Accurately representing the variability of the tropical Indo-Pacific Ocean in climate models is important in both understanding and trusting future projections that climate models make, with regards to changes in variability and the associated impact. Using the historical simulation from 32 models in the Coupled Model Intercomparison Project phase 5 (CMIP5), we assess the fidelity of the simulated Indian Ocean Dipole (IOD) and El Nino Southern Oscillation (ENSO). We also evaluate the relationship between the IOD and ENSO, and how climatological biases impact on the strength, timing, and frequency of these climate events across the CMIP5 models.

Research has shown that ENSO impacts on both the evolution and strength of the IOD – usually increasing IOD magnitude or initiating IOD events. Realistic simulation of ENSO characteristics (e.g., pattern, timing, frequency, amplitude) is hampered by persistent model biases which vary in extent across CMIP5 models, in particular, in relation to the cold tongue being too cold, and the equatorial easterly wind being too strong. The Indian Ocean also features its own bias, especially in association with the Bjerknes feedback being too strong, which causes many  CMIP5 models to simulate overly strong IOD amplitude. However, there has been relatively little research into the impact of Pacific Ocean and ENSO biases on the IOD simulation across CMIP5 models.

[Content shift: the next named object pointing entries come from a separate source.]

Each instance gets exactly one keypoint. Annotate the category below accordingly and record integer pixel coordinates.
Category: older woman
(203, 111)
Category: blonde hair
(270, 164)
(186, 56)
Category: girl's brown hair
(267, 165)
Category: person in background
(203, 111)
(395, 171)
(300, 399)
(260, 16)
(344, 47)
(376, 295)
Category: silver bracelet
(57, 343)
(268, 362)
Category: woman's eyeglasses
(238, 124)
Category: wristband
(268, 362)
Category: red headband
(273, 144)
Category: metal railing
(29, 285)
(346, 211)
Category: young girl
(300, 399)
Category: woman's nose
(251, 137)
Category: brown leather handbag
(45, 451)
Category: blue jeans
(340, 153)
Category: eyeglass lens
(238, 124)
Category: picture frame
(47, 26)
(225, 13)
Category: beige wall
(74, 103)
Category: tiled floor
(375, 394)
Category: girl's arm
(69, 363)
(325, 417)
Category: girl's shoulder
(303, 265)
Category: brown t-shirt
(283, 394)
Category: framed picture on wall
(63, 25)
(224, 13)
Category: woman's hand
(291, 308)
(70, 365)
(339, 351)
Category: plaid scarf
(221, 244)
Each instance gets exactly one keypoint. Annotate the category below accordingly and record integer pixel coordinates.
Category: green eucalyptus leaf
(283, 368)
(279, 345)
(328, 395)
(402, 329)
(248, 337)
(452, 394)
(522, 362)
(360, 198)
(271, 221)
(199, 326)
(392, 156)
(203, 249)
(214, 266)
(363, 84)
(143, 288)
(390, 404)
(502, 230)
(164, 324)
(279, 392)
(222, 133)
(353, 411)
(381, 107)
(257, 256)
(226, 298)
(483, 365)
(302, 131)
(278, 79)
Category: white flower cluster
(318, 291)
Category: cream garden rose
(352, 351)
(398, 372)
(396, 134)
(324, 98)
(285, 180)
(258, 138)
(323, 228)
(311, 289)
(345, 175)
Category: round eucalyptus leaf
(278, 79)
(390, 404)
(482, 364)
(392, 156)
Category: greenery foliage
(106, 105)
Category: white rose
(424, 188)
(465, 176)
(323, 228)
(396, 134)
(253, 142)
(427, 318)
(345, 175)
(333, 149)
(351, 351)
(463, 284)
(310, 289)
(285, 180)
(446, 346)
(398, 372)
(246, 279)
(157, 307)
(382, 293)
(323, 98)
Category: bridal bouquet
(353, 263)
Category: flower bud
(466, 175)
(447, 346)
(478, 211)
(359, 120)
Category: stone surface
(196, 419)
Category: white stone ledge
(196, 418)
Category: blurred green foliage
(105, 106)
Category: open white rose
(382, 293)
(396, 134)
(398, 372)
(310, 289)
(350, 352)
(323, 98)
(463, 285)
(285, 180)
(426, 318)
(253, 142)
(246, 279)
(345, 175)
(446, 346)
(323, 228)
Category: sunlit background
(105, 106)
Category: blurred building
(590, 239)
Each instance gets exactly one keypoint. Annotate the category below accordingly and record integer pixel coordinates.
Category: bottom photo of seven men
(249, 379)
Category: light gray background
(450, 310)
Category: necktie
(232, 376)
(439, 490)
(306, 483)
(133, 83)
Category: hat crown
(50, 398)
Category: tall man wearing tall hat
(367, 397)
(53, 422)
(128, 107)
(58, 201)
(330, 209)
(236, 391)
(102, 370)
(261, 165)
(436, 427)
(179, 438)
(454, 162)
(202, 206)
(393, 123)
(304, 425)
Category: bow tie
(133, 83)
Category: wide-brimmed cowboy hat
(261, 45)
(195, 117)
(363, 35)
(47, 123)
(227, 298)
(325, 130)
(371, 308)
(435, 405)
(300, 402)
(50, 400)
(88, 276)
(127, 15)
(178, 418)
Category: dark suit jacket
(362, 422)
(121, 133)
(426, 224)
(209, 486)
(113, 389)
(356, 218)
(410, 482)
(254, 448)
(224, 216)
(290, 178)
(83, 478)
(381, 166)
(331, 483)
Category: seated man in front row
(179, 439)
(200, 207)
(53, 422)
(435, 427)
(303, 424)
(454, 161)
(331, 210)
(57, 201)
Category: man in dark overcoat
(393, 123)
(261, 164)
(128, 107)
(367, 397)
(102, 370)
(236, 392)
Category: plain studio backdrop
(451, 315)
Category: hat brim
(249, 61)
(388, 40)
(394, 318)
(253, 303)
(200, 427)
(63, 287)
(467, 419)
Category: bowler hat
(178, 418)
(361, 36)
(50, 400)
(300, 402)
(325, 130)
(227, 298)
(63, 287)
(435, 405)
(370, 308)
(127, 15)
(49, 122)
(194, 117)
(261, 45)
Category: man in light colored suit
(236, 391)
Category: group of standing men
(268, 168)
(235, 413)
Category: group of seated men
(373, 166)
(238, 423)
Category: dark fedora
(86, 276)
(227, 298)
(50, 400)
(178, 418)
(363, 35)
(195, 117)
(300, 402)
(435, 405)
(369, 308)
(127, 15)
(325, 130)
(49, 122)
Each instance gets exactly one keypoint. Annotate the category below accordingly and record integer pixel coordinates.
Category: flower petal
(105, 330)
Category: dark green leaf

This study aims to investigate the impact of mean state biases in both Indian and Pacific Oceans, and how these biases impact ENSO representation and in turn on the IOD. We have found that the Pacific Ocean cold tongue bias is significantly correlated with IOD strength. Across CMIP5 models we found no significant relationship between IOD event timing and ENSO strength or timing. However, mean state biases in zonal winds and sea surface temperature  in both ocean basins impact on the IOD.